Les vidéos de Clavicular ont donc produit un choc culturel.
Un homme persuadé que son physique suffisait s’est retrouvé confronté à une culture où cette stratégie semblait largement insuffisante.
Le contraste était presque cinématographique.
L’anecdote serait amusante si elle ne s’inscrivait pas dans une tendance beaucoup plus préoccupante.
En juin 2026, un rapport du Sénat français alertait sur la progression des idéologies masculinistes auprès des jeunes, décrivant une galaxie d’influenceurs exploitant les frustrations masculines et popularisant des discours antiféministes, parfois liés à des formes de radicalisation. Le rapport cite explicitement Clavicular comme exemple de cette nouvelle génération de créateurs.
Autrement dit :
la viralité des vidéos parisiennes ne raconte pas seulement l’échec d’un influenceur.

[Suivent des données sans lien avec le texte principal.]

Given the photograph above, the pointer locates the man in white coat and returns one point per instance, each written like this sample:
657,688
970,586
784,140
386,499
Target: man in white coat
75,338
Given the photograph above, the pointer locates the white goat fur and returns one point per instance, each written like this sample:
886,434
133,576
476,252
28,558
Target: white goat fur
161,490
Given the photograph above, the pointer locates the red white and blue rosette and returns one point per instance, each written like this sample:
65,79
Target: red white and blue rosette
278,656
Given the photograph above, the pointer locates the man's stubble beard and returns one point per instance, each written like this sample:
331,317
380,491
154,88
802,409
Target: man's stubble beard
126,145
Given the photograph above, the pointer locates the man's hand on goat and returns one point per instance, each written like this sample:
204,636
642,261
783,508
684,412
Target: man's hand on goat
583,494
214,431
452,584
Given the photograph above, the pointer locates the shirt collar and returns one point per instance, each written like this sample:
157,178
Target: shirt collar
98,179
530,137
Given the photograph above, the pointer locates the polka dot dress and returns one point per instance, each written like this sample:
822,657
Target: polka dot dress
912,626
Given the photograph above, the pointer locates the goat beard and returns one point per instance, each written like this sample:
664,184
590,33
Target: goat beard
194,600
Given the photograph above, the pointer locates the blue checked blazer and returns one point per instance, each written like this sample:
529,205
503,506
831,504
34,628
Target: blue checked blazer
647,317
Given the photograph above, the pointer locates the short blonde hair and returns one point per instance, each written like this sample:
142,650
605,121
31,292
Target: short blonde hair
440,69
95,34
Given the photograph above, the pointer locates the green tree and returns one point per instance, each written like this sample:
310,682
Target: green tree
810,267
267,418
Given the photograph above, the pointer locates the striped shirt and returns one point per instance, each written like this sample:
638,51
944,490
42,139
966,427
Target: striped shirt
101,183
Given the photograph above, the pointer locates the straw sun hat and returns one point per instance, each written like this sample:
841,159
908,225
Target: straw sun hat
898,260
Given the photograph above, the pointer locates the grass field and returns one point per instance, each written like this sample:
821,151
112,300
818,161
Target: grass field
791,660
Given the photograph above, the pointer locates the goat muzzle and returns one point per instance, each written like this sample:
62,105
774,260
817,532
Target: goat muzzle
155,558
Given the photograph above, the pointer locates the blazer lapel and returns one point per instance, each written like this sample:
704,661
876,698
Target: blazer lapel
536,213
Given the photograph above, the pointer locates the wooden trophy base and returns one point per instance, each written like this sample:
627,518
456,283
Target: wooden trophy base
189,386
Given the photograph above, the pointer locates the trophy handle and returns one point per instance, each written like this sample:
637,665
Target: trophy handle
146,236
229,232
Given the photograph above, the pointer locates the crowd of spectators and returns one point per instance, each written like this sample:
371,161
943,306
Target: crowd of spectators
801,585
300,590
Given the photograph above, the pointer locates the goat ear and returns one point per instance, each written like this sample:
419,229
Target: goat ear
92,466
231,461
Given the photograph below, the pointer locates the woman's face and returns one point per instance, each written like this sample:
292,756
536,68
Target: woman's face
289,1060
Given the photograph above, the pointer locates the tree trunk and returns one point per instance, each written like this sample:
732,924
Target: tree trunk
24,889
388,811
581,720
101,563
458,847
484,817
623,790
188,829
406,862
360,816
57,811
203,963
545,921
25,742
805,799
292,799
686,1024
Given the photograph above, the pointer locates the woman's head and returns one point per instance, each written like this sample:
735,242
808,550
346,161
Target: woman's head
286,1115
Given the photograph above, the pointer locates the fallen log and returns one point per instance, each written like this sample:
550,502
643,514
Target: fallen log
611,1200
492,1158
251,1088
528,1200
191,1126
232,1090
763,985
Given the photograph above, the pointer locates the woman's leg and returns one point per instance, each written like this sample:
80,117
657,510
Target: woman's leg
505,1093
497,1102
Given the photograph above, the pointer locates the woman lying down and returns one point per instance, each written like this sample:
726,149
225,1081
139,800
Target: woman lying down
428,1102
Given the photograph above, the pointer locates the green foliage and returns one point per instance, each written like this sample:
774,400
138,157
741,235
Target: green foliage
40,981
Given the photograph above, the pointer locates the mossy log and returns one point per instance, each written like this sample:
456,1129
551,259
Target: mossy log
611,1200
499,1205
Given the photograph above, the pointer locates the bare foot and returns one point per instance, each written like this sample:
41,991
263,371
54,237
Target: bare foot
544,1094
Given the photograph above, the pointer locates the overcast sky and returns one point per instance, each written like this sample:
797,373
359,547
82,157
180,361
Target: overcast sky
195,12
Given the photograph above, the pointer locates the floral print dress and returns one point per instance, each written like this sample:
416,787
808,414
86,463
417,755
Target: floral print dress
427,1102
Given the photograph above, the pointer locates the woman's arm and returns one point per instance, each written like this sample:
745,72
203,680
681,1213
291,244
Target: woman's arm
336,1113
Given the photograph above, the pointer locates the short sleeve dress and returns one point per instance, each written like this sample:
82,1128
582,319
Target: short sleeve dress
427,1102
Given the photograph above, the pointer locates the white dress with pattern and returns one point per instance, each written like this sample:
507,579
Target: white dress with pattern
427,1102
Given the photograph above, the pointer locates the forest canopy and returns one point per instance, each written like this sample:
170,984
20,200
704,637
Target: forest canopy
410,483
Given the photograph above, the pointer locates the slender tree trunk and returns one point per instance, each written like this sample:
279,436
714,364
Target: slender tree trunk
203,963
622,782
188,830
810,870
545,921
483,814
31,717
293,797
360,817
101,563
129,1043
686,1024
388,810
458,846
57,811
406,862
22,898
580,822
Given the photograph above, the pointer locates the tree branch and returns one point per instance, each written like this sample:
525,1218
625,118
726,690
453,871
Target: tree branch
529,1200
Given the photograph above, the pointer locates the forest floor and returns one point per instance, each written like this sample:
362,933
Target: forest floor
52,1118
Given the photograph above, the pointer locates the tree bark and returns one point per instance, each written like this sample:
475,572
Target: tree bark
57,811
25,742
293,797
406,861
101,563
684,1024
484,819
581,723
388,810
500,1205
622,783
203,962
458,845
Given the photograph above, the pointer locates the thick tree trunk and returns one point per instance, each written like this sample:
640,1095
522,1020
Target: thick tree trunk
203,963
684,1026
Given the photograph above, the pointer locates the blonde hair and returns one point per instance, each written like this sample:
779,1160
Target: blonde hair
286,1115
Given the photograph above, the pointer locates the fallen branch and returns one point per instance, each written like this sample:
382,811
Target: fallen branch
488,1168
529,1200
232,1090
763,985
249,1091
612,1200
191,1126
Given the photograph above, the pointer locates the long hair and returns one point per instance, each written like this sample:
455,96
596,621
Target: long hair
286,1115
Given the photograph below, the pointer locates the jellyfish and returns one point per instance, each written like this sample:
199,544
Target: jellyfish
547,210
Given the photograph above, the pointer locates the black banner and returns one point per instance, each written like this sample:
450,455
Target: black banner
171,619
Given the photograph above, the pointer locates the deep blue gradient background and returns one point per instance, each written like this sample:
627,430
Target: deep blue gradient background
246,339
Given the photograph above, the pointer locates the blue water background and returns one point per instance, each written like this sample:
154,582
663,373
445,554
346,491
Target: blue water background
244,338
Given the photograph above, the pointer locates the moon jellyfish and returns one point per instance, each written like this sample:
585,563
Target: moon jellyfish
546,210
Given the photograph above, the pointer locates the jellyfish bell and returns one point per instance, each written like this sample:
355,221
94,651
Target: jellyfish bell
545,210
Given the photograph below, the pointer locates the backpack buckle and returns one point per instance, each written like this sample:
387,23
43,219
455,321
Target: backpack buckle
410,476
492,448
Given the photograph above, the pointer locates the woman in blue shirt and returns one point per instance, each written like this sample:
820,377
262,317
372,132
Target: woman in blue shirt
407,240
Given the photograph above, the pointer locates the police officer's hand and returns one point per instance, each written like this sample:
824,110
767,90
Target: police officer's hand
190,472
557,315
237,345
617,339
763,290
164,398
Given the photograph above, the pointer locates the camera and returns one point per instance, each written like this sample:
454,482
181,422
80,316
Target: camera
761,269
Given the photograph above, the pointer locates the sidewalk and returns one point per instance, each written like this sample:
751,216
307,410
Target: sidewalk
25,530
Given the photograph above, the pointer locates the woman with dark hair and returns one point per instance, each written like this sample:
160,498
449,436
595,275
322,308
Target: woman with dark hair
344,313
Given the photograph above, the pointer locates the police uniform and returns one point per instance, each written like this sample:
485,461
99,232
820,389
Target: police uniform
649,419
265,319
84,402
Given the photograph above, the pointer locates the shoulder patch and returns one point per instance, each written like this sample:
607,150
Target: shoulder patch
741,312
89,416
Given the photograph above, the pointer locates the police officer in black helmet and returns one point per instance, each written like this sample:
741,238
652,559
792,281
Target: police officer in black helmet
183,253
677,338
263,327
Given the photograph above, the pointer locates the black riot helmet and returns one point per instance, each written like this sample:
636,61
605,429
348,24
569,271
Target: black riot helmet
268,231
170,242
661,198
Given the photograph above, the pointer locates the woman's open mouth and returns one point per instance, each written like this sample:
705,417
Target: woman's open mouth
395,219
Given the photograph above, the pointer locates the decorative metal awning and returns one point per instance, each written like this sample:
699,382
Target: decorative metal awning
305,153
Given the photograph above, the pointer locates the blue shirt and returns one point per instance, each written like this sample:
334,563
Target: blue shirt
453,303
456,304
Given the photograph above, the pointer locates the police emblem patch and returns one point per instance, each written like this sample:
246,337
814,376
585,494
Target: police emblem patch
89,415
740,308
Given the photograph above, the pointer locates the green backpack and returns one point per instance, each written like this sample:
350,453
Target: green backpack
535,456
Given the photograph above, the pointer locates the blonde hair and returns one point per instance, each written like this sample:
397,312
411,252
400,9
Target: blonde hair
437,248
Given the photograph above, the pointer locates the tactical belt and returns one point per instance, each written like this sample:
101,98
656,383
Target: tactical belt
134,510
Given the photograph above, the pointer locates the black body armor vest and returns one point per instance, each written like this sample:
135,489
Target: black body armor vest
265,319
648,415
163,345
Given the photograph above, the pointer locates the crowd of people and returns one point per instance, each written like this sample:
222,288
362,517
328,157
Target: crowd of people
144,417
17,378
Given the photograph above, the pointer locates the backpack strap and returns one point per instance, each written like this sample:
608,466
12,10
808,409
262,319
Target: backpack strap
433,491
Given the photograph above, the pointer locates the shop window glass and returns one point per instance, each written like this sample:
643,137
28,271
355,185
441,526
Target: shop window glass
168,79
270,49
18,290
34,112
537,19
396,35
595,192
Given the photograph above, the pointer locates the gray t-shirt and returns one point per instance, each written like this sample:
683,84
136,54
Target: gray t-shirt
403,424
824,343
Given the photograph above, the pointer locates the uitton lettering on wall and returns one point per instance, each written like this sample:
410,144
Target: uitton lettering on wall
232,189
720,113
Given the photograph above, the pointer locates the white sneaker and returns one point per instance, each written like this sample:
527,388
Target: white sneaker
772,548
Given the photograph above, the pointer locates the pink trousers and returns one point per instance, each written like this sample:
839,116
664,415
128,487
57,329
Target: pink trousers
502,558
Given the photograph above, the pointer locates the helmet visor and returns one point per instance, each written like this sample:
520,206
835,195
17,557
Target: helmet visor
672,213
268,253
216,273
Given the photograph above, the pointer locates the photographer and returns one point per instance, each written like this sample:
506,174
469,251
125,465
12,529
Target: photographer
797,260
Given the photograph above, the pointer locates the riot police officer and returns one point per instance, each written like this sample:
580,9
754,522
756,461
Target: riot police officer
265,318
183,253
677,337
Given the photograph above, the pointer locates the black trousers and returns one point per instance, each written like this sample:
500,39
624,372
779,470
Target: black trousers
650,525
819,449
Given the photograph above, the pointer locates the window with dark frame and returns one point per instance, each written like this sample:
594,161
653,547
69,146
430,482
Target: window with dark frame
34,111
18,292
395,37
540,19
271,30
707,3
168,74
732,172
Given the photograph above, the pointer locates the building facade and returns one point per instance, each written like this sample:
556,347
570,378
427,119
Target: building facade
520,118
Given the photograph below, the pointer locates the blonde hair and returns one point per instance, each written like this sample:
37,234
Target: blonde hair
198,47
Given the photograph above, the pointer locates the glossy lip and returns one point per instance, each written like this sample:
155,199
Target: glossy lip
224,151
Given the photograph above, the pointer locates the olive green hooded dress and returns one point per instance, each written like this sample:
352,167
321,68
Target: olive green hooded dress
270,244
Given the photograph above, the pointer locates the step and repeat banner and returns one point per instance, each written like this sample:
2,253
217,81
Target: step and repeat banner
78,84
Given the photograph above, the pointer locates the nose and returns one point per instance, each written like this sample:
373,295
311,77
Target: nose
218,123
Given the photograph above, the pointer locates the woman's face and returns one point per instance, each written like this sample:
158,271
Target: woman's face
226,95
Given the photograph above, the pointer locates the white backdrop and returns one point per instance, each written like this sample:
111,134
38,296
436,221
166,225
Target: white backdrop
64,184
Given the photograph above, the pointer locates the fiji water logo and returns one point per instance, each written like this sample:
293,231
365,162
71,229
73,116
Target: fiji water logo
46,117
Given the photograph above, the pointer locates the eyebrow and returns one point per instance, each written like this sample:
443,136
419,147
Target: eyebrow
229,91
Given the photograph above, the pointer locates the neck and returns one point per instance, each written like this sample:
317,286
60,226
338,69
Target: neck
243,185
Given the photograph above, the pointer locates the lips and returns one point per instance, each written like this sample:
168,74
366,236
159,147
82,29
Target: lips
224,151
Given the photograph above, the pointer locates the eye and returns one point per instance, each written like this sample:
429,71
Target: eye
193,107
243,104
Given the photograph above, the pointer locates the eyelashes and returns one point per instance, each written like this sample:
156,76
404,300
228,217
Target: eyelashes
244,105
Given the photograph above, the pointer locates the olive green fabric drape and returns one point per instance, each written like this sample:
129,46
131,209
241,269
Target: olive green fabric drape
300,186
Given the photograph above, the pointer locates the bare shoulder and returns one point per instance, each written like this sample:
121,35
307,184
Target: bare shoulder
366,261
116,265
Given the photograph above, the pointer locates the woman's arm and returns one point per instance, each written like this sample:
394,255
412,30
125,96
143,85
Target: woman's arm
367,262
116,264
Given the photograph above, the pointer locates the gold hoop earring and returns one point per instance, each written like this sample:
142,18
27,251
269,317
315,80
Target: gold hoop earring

Elle révèle aussi que ces contenus sont désormais suffisamment visibles pour devenir un sujet politique.
Au fond, Clavicular n’est peut-être pas le personnage principal.
Le véritable protagoniste est l’algorithme.
Il récompense les contenus les plus extrêmes.
Valorise les personnages les plus polarisants.
Transforme les insécurités en marché.
Et convertit chaque humiliation en millions de vues.
Ironiquement, les refus essuyés à Paris lui ont probablement offert davantage de visibilité que s’il avait réussi son expérience.
Dans l’économie des créateurs, perdre peut être plus rentable que gagner.
Les vidéos de Clavicular resteront sans doute comme un mème de l’été 2026.
Mais elles racontent aussi quelque chose de beaucoup plus profond.
La bataille culturelle autour de la masculinité ne se joue plus uniquement dans les livres ou les débats télévisés.
Elle se déroule en direct sur TikTok, Kick et Instagram.
À coups de livestreams.
De clips de quinze secondes.
De commentaires.
Et parfois, il suffit d’un simple « non merci » pour faire vaciller tout un récit construit autour de la domination masculine.
La question n’est donc plus de savoir si Clavicular est ridicule.
La véritable question est de comprendre pourquoi des millions de jeunes hommes continuent de regarder ceux qui leur promettent que le bonheur commence par la perfection du visage, alors que la réalité leur rappelle, une fois encore, qu’aucun algorithme ne remplacera jamais une véritable relation humaine.